In its regular monthly reports, Trepp does not cover loans that might have paid off in the six months prior to maturity, or does it give any sense as to the financial performance of the loans as they approach their balloon dates.
From the data group it analyzed, Trepp found about 72% of the universe of loans paid off. The further breakdown on those loans: 37% paid off in the six months prior to maturity, 19% paid off on the balloon date, 9% paid after the maturity date and 7% paid off with a loss of less than 2% of the loan balance. Trepp considers that last grouping a payoff even though the loans had very modest losses.

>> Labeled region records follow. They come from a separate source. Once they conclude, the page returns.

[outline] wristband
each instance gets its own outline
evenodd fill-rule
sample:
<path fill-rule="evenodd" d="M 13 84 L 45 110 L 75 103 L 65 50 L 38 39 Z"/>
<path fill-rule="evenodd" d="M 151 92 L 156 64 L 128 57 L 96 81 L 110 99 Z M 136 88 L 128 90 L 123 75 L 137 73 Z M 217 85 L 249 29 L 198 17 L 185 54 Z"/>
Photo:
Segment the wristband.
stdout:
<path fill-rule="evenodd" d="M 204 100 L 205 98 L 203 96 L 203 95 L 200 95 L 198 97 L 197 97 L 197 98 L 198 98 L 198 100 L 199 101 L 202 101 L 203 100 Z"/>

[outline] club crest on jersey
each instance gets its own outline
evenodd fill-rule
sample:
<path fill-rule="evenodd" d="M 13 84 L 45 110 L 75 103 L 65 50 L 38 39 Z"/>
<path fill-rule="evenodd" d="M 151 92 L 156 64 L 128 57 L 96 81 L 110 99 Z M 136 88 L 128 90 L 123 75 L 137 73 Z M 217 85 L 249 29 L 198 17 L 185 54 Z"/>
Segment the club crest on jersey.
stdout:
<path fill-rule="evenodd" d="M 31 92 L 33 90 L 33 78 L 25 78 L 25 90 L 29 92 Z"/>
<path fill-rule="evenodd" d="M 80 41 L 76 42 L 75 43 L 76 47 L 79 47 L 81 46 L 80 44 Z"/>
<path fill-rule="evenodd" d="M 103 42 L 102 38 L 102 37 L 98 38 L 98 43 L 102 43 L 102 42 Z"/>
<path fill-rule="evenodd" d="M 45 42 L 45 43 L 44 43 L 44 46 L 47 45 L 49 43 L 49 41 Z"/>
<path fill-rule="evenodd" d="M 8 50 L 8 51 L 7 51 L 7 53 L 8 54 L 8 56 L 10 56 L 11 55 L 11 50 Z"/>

In its report, Trepp commented, “One might ask why the 19% that ‘paid off at balloon’ is so different than the monthly numbers we publish?
“There are two reasons. First, the loans that pay off prior to maturity are removed from the monthly number, so the denominator is significantly lower. Second, the monthly number excludes loans that enter the maturity month delinquent. Again, this reduces the denominator and makes the ‘paid off at balloon’ significantly higher.”
According to the most recent data from the company, almost 55% of the loans financed through a commercial mortgage-backed security execution reaching their balloon date in December were paid off. The 12-month moving average of payoffs was 47%.
As for 28% of loans in the data set that did not pay off last year, 18% are now past due, over 5% were modified and extended and the remaining 5% has a loss over 2% of the balance.